Акцент выдавал в ней иностранку.
Хаса улыбнулся. Жизнь все-таки очень забавная штука, а до Марион ему и вправду нет никакого дела. Он посмотрел в серые бездонные глаза пациентки и подумал: «Будем надеяться, что это rhinitis vasomotorika[10] и требует длительного лечения». Впрочем, он сразу же отогнал эту мысль как недостойную врача и с легким ощущением вины спросил:
– Как вас зовут?
– Азиадэ Анбари.
– Профессия?
– Студентка.
– Ах вот как, коллега! – воскликнул Хаса. – Тоже медик?
– Нет, филолог, – ответила девушка.
Хаса поправил рефлектор.
– Посмотрим, что привело вас ко мне. Так, боль в горле. – Его левая рука автоматически нащупала шпатель. – Изучаете германистику?
– Нет, я тюрколог.
– Кто, простите?
– Я занимаюсь сравнительным исследованием тюркских языков.
– Боже мой! И зачем вам это?
– Просто так, – сердито ответила она и раскрыла рот.

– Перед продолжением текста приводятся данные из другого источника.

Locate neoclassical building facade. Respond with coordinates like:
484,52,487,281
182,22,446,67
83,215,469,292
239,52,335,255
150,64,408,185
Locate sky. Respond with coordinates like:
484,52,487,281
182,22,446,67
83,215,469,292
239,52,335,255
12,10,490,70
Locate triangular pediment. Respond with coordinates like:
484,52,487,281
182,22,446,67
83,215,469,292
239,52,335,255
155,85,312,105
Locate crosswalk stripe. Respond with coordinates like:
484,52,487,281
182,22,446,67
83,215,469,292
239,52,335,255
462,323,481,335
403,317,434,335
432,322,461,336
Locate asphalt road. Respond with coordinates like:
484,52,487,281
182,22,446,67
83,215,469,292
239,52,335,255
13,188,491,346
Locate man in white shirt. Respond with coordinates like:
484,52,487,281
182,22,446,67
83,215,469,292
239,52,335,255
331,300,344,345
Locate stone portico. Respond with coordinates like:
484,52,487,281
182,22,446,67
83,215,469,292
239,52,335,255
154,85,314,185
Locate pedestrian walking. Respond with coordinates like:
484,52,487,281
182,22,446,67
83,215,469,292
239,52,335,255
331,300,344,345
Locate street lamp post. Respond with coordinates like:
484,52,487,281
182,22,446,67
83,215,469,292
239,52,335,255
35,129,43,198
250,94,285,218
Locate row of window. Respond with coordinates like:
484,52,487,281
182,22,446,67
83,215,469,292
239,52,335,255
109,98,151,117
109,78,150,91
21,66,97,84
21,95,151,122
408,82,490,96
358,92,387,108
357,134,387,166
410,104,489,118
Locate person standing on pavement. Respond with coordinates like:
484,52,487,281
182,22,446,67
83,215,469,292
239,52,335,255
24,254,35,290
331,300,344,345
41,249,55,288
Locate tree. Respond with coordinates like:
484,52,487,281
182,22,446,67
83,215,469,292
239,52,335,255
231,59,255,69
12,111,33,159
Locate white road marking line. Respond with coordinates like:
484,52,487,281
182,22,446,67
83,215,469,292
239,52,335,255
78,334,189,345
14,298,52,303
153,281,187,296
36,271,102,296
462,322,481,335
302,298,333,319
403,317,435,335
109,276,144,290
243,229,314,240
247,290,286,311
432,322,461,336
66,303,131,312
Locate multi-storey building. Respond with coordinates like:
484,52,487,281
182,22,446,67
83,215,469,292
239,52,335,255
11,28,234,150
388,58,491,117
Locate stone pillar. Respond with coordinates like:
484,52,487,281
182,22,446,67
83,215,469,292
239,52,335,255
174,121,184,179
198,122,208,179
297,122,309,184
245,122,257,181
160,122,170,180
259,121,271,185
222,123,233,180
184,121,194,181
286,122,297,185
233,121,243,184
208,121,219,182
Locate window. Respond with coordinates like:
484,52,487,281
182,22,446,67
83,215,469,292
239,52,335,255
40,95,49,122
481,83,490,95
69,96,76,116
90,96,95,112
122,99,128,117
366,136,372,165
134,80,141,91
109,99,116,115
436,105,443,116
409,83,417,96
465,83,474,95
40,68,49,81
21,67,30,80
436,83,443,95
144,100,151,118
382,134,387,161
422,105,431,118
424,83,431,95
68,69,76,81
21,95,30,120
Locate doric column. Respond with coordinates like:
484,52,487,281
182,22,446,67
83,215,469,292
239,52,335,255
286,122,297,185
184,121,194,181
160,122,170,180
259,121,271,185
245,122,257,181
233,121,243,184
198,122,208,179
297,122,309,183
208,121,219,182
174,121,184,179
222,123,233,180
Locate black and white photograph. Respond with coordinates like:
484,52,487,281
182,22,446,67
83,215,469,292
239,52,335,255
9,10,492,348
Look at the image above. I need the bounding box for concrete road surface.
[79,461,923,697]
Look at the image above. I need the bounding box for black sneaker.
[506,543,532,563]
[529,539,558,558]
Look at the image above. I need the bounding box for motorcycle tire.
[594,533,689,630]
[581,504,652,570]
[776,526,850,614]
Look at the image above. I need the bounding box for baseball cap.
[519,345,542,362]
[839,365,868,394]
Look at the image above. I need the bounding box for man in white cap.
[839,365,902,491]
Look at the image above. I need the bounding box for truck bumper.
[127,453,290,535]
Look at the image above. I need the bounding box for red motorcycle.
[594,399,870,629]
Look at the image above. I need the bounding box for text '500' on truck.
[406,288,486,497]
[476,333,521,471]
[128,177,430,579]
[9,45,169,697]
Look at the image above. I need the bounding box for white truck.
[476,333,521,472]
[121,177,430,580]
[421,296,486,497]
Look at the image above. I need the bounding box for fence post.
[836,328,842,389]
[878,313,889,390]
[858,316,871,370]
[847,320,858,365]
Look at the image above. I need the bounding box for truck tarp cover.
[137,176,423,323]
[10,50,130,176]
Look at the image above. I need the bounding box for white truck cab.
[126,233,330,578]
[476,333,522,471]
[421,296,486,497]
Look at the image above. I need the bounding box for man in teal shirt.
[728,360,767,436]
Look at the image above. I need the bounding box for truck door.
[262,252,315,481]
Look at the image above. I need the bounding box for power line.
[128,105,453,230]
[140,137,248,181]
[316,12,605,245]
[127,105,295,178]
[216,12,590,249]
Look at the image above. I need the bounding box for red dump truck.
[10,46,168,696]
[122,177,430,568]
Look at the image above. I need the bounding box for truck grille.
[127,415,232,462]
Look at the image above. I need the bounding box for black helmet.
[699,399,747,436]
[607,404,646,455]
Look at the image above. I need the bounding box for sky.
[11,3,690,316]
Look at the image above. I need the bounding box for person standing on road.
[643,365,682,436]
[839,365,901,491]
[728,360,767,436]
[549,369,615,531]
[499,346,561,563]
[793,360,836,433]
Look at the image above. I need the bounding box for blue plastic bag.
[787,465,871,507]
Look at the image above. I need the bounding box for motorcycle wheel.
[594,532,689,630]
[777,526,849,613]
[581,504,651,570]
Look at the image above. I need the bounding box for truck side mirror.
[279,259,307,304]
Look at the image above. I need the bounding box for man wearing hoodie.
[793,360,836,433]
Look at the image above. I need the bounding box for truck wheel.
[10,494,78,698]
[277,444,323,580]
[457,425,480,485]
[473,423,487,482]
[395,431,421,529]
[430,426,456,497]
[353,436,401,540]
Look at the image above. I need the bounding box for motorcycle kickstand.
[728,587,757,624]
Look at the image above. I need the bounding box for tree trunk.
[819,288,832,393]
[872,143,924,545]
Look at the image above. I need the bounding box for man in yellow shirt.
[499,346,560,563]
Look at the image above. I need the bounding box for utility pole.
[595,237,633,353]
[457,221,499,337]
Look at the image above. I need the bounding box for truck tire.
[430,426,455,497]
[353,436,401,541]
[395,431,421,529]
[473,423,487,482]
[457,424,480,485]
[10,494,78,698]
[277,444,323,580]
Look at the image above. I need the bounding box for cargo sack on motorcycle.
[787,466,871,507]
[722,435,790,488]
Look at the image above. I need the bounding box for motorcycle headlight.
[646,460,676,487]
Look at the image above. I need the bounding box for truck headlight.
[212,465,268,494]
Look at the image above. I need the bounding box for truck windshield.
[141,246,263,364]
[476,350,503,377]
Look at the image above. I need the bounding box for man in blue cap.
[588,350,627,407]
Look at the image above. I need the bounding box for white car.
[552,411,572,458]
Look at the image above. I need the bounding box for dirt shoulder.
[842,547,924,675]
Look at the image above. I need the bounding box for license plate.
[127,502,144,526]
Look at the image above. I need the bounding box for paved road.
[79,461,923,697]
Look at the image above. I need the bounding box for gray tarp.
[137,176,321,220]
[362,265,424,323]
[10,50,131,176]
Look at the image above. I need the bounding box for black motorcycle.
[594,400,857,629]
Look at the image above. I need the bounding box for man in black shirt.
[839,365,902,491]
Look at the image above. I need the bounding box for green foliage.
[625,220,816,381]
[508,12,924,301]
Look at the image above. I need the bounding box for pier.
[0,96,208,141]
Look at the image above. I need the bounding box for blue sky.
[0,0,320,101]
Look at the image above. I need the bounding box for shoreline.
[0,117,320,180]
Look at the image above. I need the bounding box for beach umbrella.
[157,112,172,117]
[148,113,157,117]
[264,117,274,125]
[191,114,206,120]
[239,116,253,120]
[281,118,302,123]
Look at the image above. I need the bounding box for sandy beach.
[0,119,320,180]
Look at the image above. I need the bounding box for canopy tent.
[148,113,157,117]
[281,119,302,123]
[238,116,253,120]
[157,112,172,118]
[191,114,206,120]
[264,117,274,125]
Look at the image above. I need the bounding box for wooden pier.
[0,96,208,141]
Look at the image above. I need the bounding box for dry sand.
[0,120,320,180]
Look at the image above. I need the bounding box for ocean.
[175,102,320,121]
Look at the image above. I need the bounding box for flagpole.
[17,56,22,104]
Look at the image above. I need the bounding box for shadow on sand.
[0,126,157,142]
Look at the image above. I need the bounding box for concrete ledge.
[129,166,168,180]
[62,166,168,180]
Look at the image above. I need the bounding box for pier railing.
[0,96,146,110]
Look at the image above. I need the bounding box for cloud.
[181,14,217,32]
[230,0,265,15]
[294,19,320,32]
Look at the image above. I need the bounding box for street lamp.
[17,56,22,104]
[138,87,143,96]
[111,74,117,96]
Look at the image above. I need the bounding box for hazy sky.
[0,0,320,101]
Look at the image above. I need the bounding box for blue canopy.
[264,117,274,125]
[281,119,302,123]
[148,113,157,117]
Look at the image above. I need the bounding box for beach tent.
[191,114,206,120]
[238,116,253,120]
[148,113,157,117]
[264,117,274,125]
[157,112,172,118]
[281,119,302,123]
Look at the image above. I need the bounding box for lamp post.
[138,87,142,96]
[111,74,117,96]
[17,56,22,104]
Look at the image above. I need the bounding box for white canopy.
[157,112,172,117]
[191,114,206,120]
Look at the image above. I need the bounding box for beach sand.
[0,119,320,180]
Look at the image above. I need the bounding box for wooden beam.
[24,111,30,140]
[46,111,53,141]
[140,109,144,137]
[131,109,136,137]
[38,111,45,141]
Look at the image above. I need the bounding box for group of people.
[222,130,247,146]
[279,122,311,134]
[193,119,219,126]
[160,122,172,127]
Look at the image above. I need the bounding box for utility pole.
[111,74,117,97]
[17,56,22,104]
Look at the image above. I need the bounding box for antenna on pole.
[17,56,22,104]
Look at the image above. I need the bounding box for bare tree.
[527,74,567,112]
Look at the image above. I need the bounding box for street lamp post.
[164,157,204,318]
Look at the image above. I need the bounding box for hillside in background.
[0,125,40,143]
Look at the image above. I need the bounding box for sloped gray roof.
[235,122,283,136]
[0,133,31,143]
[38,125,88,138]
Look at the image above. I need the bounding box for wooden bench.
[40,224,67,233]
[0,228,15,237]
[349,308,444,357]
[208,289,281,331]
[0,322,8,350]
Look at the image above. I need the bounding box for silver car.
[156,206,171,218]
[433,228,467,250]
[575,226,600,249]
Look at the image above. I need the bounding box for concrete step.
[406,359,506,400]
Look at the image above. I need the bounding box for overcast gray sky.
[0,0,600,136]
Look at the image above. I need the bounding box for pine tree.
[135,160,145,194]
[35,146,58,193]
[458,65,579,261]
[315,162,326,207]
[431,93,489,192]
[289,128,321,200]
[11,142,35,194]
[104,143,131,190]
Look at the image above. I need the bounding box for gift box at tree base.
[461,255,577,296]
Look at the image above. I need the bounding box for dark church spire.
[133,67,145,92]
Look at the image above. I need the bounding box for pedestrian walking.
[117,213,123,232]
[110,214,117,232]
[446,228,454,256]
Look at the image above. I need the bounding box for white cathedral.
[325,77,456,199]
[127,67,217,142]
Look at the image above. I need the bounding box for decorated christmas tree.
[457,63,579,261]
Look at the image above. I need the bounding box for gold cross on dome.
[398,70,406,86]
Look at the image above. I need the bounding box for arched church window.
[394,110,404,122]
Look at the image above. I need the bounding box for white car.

Хаса исполнял свой врачебный долг с толком и расстановкой. Но мысли его при этом делились на профессиональные и личные. Профессионал в нем установил: результат риноскопии – anterior et posterior[11] – без патологий. Легкое покраснение левой барабанной перепонки, но без болезненности при надавливании. Признаков otitis media[12] нет. Ограниченная местная инфекция. При лечении учитывать анамнез. А как частное лицо он думал: «Сравнительное изучение тюркских языков! Неужели и этим можно всерьез заниматься! Даже имея такие серые глаза! „Анбари“, – сказала она. Это имя я где-то слышал. Ей, наверное, нет и двадцати, а какие мягкие волосы».
Он отложил рефлектор, отодвинул табурет и деловито сказал:
– Tonsillitis.[13] Начинающаяся angina follicularis.[14]
– А на немецком – заурядная ангина, – улыбнулась девушка, и доктор Хаса решил больше не употреблять латыни.
– Да, – сказал он, – естественно, постельный режим. Вот вам рецепт для полоскания. Никаких компрессов, домой на машине, диета. А почему все-таки тюркология? Зачем вам это?
– Мне это интересно, – скромно ответила девушка, и сияние ее глаз разлилось по всему лицу. – Вы не представляете, сколько существует диковинных слов, и каждое из них звучит как барабанная дробь.
– У вас температура, – сказал Хаса. – Оттого и барабанная дробь. Я где-то слышал ваше имя. Был такой губернатор в Боснии, которого звали Анбари.
– Да, – проговорила девушка. – Это был мой дед.
Она поднялась. Пальцы ее на мгновение утонули в широкой ладони доктора Хасы.
– Приходите еще, когда будете здоровы… Я имею в виду, если понадобится дополнительное лечение.
Азиадэ подняла глаза вверх. У врача была смуглая кожа, черные, зачесанные назад волосы и широкие плечи. Он очень отличался от таинственных капитанов подводных лодок и дикарей-рыболовов с берегов безымянных рек. Девушка быстро кивнула ему и пошла к выходу.
На вокзале у Фридрихштрассе Азиадэ остановилась и задумалась. Врач что-то говорил о машине. Она сжала губы и решила пошиковать. Высоко подняв голову, девушка пошла мимо вокзала в направлении Линдена. Там она села в автобус, прислонилась к мягкой кожаной спинке сиденья и довольно подумала о том, что машина является всего лишь скромной diminutivum[15] плавно катящегося автобуса.
– До Уландштрассе, – сказала она кондуктору, протягивая монетку.